A DORSET charity said demand for help is “going up all the time” as new research reveals the extent of child poverty in Dorset.

Bournemouth Food Bank spoke out on new research published by Save the Children today.

It reveals 1.6 million young people live in “severe poverty”, which it measured by combining income and material deprivation.

Manchester and Tower Hamlets have the highest rate with 27 per cent, and the English average is 13 per cent.

Bournemouth has 14 per cent, Poole 13 per cent, and Dorset 12 per cent.
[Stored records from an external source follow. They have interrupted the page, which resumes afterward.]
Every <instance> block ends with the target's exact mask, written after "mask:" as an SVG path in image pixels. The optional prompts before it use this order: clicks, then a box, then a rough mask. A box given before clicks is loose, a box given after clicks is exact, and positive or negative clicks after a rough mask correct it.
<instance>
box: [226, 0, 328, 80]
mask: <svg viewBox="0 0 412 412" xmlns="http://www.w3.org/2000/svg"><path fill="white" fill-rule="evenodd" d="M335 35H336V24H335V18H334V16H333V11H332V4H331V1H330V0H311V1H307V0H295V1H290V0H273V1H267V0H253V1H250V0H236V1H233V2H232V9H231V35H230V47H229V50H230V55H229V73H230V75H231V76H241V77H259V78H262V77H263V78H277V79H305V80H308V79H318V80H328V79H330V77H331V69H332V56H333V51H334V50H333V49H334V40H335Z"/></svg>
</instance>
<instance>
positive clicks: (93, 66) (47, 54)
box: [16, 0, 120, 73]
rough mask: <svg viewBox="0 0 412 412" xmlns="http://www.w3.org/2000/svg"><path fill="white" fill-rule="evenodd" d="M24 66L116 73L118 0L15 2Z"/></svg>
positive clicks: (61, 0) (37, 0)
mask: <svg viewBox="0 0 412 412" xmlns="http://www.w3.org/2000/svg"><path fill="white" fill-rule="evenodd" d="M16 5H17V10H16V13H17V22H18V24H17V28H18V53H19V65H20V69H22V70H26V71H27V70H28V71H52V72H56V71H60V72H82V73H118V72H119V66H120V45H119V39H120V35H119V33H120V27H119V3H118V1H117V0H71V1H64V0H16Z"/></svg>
There were no separate figures for the New Forest.

Vicki Lent, the manager of the Charminster-based Food Bank, said: “We have had an influx of people with children recently because more people are on low wages and they have been tipped over the edge.

“We offered support to one school which had a problem with children whose families couldn’t afford breakfast, and they had to sit and watch the other children eat.

“There’s a lot of poverty in the Bournemouth area that goes unrecognised.”

She said Boscombe West, Springbourne and Kinson South had amongst the highest percentages of poverty stricken children in the country.

Janice Smith, from Poole’s Hamworthy Money Advice Project, said: “People from outside the area probably don’t think there is child poverty here.

“We do a lot of work with people struggling with debts.

“If people are upset and distressed over money it’s going to effect their children too.”

Save the Children is now calling on the chancellor to announce an emergency plan to channel new jobs into the poorest areas and increase financial support for low-income families.